Öte yandan 6331 sayılı yasanın yürürlüğe girmesinin üzerinden 10 yıl geçmiş olması dolayısıyla DİSK, KESK, TMMOB, TTB ve Türkiye Diş Hekimleri Birliği de 6331 sayılı İş Sağlığı ve Güvenliği Yasası'na ilişkin bir basın toplantısı düzenledi.

Toplantıda yapılan açıklamada; “iktidar, yasanın hazırlanış sürecinde işçi sağlığı ile ilgili bütünlüklü temel bir yasa hazırladığını iddia etmiş ancak emek ve meslek örgütlerinin, alandan birçok bilim insanının uyarı ve önerilerini dikkate almadan yasayı çıkarmıştır” denildi.

İşçi Ölümleri Azalmıyor!

Açıklamada, yasanın kabulünün üzerinden 10 yıl geçtiği halde geçen sürede iş kazalarının da iş kazaları sonucu ölümlerin de azalmadığını, kamu işyerlerinde yasanın birçok hükmünün uygulanmadığı dile getirildi.
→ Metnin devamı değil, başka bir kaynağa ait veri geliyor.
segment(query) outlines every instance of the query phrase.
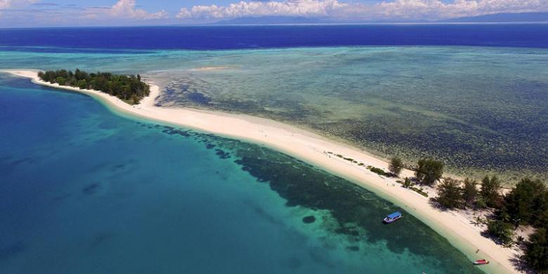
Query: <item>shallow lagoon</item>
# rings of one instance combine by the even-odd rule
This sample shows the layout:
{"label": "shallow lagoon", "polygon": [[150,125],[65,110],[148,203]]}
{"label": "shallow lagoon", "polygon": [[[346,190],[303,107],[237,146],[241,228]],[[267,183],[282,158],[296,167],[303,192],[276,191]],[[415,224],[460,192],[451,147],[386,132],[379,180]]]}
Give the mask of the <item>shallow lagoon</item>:
{"label": "shallow lagoon", "polygon": [[272,118],[379,156],[440,158],[461,174],[496,172],[509,183],[548,176],[544,48],[0,51],[0,57],[6,68],[138,72],[162,87],[159,105]]}
{"label": "shallow lagoon", "polygon": [[477,270],[408,214],[380,223],[401,209],[282,153],[5,75],[0,106],[0,272]]}

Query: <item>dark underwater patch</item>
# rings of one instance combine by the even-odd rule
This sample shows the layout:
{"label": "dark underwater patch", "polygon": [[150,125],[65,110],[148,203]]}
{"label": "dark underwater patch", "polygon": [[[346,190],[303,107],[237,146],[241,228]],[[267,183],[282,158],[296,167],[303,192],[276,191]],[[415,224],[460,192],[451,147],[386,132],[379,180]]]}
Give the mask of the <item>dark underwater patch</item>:
{"label": "dark underwater patch", "polygon": [[6,247],[0,247],[0,261],[7,260],[22,253],[27,247],[22,242],[15,242]]}
{"label": "dark underwater patch", "polygon": [[89,185],[87,185],[82,188],[81,191],[84,194],[86,195],[91,195],[92,194],[94,194],[97,190],[99,190],[99,188],[100,187],[100,184],[99,183],[93,183]]}

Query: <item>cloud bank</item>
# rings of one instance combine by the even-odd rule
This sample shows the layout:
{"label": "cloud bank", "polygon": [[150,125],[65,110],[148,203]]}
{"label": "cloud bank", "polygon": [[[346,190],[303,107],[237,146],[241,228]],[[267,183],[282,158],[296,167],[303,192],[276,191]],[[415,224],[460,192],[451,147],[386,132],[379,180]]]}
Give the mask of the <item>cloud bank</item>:
{"label": "cloud bank", "polygon": [[[0,0],[1,1],[1,0]],[[135,20],[164,19],[168,17],[165,11],[148,13],[143,9],[136,8],[135,0],[119,0],[110,7],[88,7],[84,10],[87,18],[126,18]]]}
{"label": "cloud bank", "polygon": [[548,11],[548,0],[393,0],[369,4],[337,0],[241,1],[228,6],[183,8],[176,18],[195,20],[251,16],[323,17],[343,20],[436,20],[531,11]]}

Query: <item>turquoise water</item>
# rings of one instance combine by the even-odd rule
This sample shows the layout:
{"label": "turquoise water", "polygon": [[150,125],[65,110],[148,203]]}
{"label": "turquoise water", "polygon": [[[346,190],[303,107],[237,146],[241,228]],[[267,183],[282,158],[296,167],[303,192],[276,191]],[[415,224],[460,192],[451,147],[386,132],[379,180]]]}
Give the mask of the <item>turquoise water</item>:
{"label": "turquoise water", "polygon": [[478,271],[405,211],[380,223],[402,209],[256,145],[6,74],[0,122],[2,273]]}
{"label": "turquoise water", "polygon": [[0,51],[0,68],[138,72],[162,86],[162,106],[271,118],[409,163],[431,156],[453,172],[497,173],[506,183],[548,178],[546,48],[27,50]]}

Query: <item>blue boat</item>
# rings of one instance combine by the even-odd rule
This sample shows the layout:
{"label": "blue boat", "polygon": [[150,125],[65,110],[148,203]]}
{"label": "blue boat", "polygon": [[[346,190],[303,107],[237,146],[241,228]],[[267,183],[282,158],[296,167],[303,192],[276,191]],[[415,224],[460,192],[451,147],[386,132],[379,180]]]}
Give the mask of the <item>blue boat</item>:
{"label": "blue boat", "polygon": [[400,213],[400,211],[396,211],[396,212],[394,212],[394,213],[393,213],[393,214],[386,216],[382,220],[382,221],[384,222],[384,223],[393,223],[393,222],[398,221],[402,216],[402,216],[401,213]]}

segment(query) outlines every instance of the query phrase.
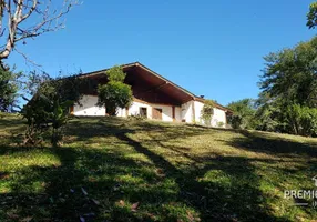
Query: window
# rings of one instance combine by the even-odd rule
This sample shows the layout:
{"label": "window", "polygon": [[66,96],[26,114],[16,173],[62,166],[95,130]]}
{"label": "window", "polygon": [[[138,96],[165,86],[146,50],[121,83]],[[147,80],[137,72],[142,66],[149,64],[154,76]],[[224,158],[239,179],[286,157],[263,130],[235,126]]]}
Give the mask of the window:
{"label": "window", "polygon": [[147,118],[147,108],[140,108],[140,115]]}

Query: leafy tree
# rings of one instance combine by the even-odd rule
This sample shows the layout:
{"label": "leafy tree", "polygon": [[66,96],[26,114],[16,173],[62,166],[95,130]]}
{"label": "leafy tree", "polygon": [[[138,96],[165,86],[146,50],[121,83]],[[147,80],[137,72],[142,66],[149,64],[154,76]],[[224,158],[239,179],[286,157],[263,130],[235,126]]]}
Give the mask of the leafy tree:
{"label": "leafy tree", "polygon": [[17,107],[19,79],[22,73],[14,73],[0,68],[0,111],[10,112]]}
{"label": "leafy tree", "polygon": [[317,26],[317,2],[314,1],[310,6],[309,6],[309,11],[307,13],[307,23],[306,26],[309,29],[315,29]]}
{"label": "leafy tree", "polygon": [[[39,78],[34,79],[39,80]],[[62,129],[69,119],[69,109],[74,103],[79,103],[82,89],[88,87],[86,81],[86,79],[69,77],[49,78],[41,82],[35,94],[21,112],[28,125],[25,144],[40,143],[45,133],[51,134],[51,143],[54,147],[59,144],[63,134]],[[33,85],[33,82],[30,85]]]}
{"label": "leafy tree", "polygon": [[265,57],[266,67],[259,82],[272,100],[317,105],[317,37]]}
{"label": "leafy tree", "polygon": [[227,105],[234,114],[228,119],[228,122],[234,129],[253,129],[255,104],[252,99],[243,99],[236,102],[231,102]]}
{"label": "leafy tree", "polygon": [[211,125],[212,124],[212,119],[214,115],[214,107],[215,103],[213,100],[206,100],[204,103],[204,107],[201,111],[201,119],[203,120],[205,125]]}
{"label": "leafy tree", "polygon": [[109,82],[98,87],[98,105],[105,107],[108,114],[115,115],[117,108],[126,108],[132,102],[131,87],[125,84],[125,73],[121,67],[106,71]]}

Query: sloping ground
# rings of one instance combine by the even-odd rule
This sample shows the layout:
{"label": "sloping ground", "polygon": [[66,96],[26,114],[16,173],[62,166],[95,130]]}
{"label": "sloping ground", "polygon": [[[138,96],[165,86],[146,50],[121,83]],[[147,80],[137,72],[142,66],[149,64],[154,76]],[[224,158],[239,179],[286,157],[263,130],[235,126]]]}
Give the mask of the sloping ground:
{"label": "sloping ground", "polygon": [[73,119],[62,148],[0,120],[0,221],[311,221],[317,140],[114,118]]}

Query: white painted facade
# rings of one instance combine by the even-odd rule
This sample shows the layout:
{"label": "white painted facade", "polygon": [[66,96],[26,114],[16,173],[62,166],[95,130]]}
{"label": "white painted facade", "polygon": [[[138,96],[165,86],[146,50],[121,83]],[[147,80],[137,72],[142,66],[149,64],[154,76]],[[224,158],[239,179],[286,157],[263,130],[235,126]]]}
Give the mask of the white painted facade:
{"label": "white painted facade", "polygon": [[[80,103],[82,105],[74,105],[74,115],[88,115],[88,117],[102,117],[105,115],[105,108],[100,108],[96,105],[98,97],[95,95],[84,95]],[[187,122],[187,123],[198,123],[203,124],[201,119],[201,112],[204,107],[203,102],[200,101],[188,101],[181,107],[175,107],[175,122]],[[162,109],[162,121],[172,122],[173,121],[173,105],[167,104],[154,104],[143,101],[133,101],[132,105],[129,108],[129,115],[137,115],[141,113],[141,108],[146,108],[147,119],[152,118],[153,108]],[[117,117],[126,118],[126,109],[117,109]],[[226,125],[226,112],[224,110],[214,108],[214,115],[212,118],[211,125],[219,127],[219,122],[223,122],[223,127]]]}

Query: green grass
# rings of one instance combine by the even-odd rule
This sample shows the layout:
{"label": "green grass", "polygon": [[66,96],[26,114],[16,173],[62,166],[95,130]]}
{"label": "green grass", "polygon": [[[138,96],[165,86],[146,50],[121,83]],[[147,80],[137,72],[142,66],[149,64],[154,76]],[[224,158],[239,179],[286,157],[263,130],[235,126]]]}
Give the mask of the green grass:
{"label": "green grass", "polygon": [[284,199],[316,189],[316,139],[116,118],[71,120],[58,149],[22,132],[0,119],[1,222],[317,219]]}

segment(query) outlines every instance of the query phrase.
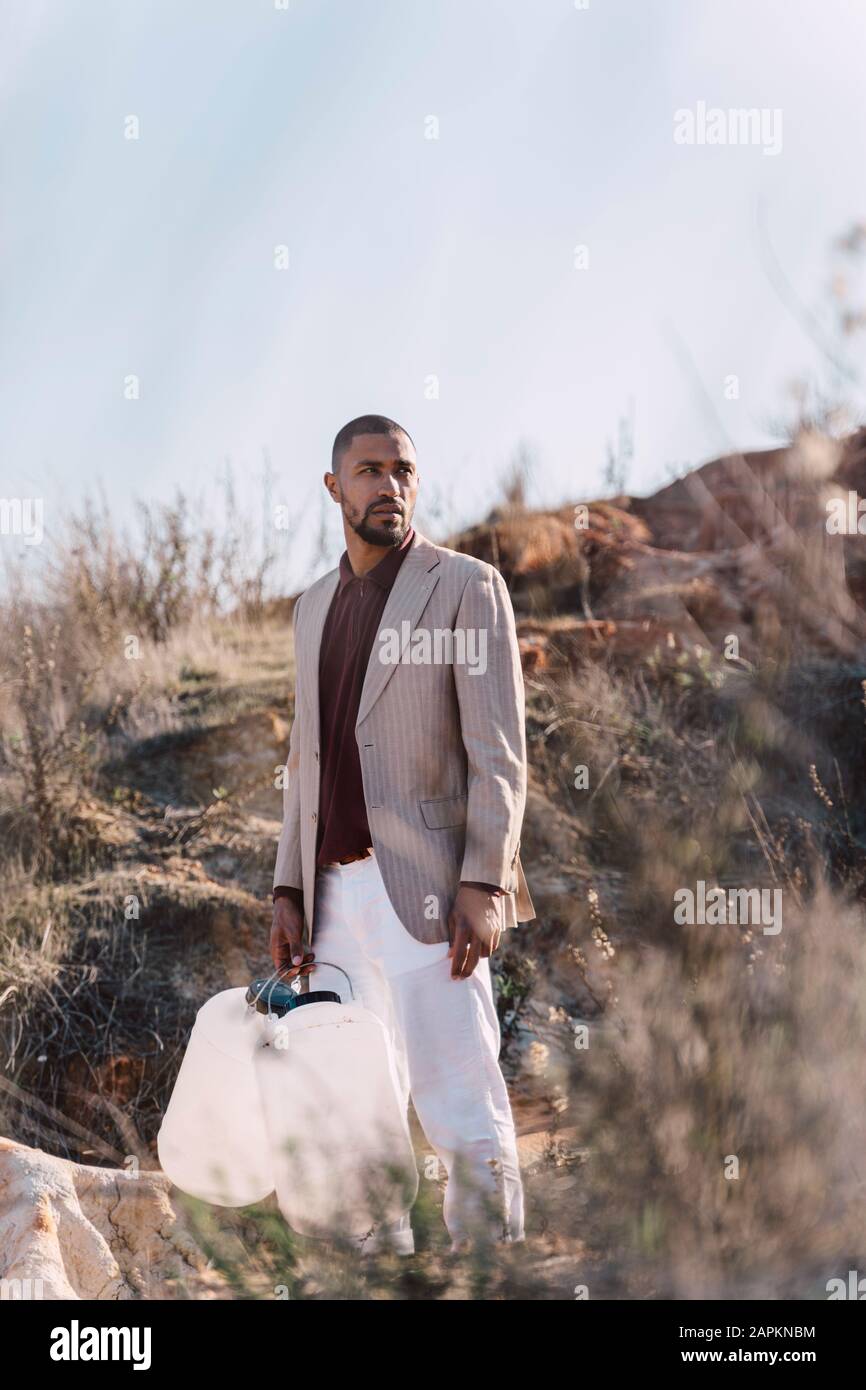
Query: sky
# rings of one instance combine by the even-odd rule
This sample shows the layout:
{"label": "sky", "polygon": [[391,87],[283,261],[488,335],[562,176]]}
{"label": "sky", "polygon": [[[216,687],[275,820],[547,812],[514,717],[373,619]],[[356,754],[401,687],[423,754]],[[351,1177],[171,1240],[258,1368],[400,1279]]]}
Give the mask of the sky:
{"label": "sky", "polygon": [[[865,0],[4,0],[0,496],[51,532],[229,468],[256,516],[267,460],[291,591],[359,414],[434,539],[520,452],[532,505],[603,495],[624,423],[635,493],[770,446],[866,217],[865,38]],[[678,142],[701,104],[767,133]]]}

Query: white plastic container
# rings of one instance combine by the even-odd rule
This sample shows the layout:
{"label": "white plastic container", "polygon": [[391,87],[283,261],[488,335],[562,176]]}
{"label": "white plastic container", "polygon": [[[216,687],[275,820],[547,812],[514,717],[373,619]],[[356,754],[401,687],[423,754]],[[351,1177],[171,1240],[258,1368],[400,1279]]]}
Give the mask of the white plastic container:
{"label": "white plastic container", "polygon": [[215,1207],[247,1207],[274,1191],[253,1072],[263,1016],[246,992],[224,990],[199,1009],[157,1136],[175,1187]]}
{"label": "white plastic container", "polygon": [[271,1013],[253,1068],[286,1222],[356,1238],[409,1213],[418,1169],[386,1029],[335,998],[313,990]]}
{"label": "white plastic container", "polygon": [[199,1009],[157,1137],[164,1172],[217,1207],[277,1188],[299,1234],[354,1240],[402,1220],[418,1170],[384,1023],[342,1002],[350,981],[307,994],[274,981]]}

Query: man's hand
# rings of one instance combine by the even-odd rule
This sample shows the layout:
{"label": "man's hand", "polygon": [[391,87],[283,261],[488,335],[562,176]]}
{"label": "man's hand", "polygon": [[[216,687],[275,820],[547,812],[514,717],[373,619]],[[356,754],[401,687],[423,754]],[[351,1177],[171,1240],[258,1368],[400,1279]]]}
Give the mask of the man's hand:
{"label": "man's hand", "polygon": [[448,915],[452,980],[468,980],[481,956],[491,956],[502,935],[502,909],[495,892],[461,883]]}
{"label": "man's hand", "polygon": [[277,898],[271,926],[271,959],[274,969],[289,980],[309,974],[316,954],[303,954],[303,910],[291,898]]}

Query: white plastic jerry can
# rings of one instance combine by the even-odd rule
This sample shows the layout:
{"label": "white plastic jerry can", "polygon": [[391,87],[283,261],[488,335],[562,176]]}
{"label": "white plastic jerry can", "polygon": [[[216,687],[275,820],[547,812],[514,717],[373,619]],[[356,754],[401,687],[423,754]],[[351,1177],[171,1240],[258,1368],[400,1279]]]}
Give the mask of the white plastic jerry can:
{"label": "white plastic jerry can", "polygon": [[289,1226],[354,1238],[407,1216],[418,1169],[382,1020],[329,990],[275,986],[259,990],[257,1008],[267,1012],[253,1069]]}
{"label": "white plastic jerry can", "polygon": [[217,1207],[247,1207],[274,1191],[253,1070],[263,1019],[246,995],[224,990],[199,1009],[157,1136],[175,1187]]}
 6331 Sayılı Yasadan Vazgeçilmeli!

6331 sayılı yasayı, "iş sağlığı güvenliği yasası" diye tanımlamak yerine, "İşçi Sağlığı ve Güvenliğini Taşeronlaştırma Yasası" olarak tanımlamanın daha doğru olacağı belirtilen DİSK, KESK, TMMOB, TTB ve Türkiye Diş Hekimleri Birliği’nin basın açıklamasında, talep ve öneriler ise şöyle sıralandı:

  • Yasa ile işçi sağlığı ve güvenliği alanı, taşeronlaştırılmış, piyasa koşullarına terk edilmiş, işçi cinayetleri artarak devam etmiş, meslek hastalıkları görünmez bir kader olmaya devam etmiştir.
  • İşçi sağlığı alanını taşeronlaştırarak piyasaya açan Ortak Sağlık Güvenlik birimlerinin (OSGB) kapatılmalıdır.
  • İşyeri hekimleri, iş güvenliği uzmanları ve diğer sağlık çalışanlarının özlük hakları, ücretleri, iş güvenceleri kamu tarafından güvence ve koruma altına alınmalıdır.
  • Sendikalaşmanın ve sendikal hakların kullanımının önündeki tüm engeller kaldırılmalıdır.
  • İşçilerin sağlığı ve güvenliği kamusal bir sorumluktur. Emek ve meslek örgütleri, üniversitelerin katılımı ile idari ve mali yönden bağımsız, ulusal bir işçi sağlığı güvenliği enstitüsü oluşturulmalıdır. Enstitü; politikaların oluşturulması, kararların alınması ve işyerlerinde denetim görevlerini yerine getirmelidir.
  • Esnek ve kuralsız çalışmayı, geçici iş ilişkisini, taşeronlaştırmayı yasal hale getiren, kıdem tazminatlarını, sendikal hak ve yetkileri budayan işçi sağlığı ve iş güvenliğini işveren yükümlülüğü olarak görmeyen, örgütlülük önüne engeller koyan yasa ve diğer düzenlemeler iptal edilmelidir.